Maria Stella de Novaes, historiadora voltada às causas do Espírito Santo, fala desse terremoto em seu livro Relicário de um povo (1958), dedicado ao Convento da Penha. “No mesmo ano (1769) registrou-se, a 1º de agosto, na Vila de Vitória, impressionante fenômeno sísmico: a terra estremeceu, como se estivesse a revirar-se, para esmagar a população que repousava do labor diurno. Sacudido pelo fragor de uma descarga elétrica, na Penha, o povo de Vila Velha foi preso de incrível pavor, porque, segundo testemunhas, todos que se encontravam no Convento e os habitantes da Vila caíram de bruços no chão. Calcularam que se tivesse desmoronado a montanha magnífica. Repetiam-se trovões, enquanto o solo tremia e aquela eminência de onde, até então, se irradiava um fluido de Paz, agora parecia oscilar, desde a base!”

O Convento da Penha, em Vila Velha, é um conhecido marco religioso. Sua construção maciça de tom esbranquiçado foi erguida no topo de uma elevação, quase duas centenas de metros acima do mar. Fundado há 450 anos, ele já era um edifício de porte quando o terremoto aconteceu.

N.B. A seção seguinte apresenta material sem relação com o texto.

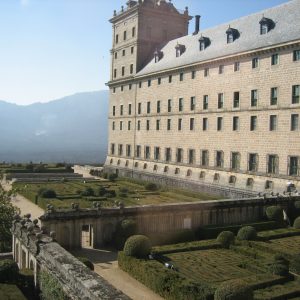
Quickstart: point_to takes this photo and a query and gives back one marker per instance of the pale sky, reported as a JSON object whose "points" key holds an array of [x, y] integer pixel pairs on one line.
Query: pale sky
{"points": [[53, 48]]}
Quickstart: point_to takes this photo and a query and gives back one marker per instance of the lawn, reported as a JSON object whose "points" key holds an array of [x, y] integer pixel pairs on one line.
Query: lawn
{"points": [[131, 193]]}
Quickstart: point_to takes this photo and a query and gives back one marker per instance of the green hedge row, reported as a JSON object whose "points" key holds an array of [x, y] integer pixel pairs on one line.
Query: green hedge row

Embora não se possa comprovar, é possível que tenham ocorrido danos em Vila Velha e Vitória, pois seus moradores, preocupados com a possibilidade de novos tremores, buscaram proteção religiosa com preces e penitências, adquirindo uma imagem de Nossa Senhora Mãe dos Homens, para constituir uma irmandade.

Em 1770, o poeta brasileiro Domingos Caldas Barbosa (1739-1800), que, depois, tornou-se padre e foi viver em Portugal, escreveu o ‘Poema Mariano’, narrativa em verso rimado sobre os principais acontecimentos do Santuário da Penha.

Caldas Barbosa descreve com recursos mitológicos os efeitos do terremoto, indicando-lhe a data e observando que, no momento do tremor, era noite de tempo bom, sem vento e mar calmo. Subitamente, o terreno estremeceu, causando confusão, susto e danos, até em coisas robustas (ver ‘Duas estâncias’).

Duas estâncias

Duas estâncias do ‘poema Mariano’ (1770), sobre a penha do Espirito Santo, de autoria de Caldas Barbosa.

XXXII
Inda em sessenta e nove, o sol girava,
Visitando o leão, que atroz rugia,
Tendo no augusto mês, que começava,
Uma só vez mostrado a luz do dia;
Morfeu os doces laços ajeitava;
O mar, o vento, o céu adormecia,
Quando a terra, com grito assas ingente,
Desperta os animais e acorda a gente.

XXXIV
Principia o tremor, no monte e vale;
Aumenta a confusão da morte o susto;
Pedra e tronco não há, que não se abale,
Tendo o dano maior no mais robusto.
Agora só o assombro é bem que fale,
E se emudeça a voz no espanto justo,
Vendo ficar cessando o infausto indício,
Constante a pedra, imóvel o edifício.
O terremoto, no entanto, pode ter gerado réplicas.

Em outra parte do poema, há citação de que a estátua da Virgem Maria, revestida com delicados e valiosos adornos, nada sofreu. Isso dá a entender que não houve danos acentuados nos prédios do convento, construído acima de rocha sã e compacta, o que atenua a amplitude das ondas sísmicas.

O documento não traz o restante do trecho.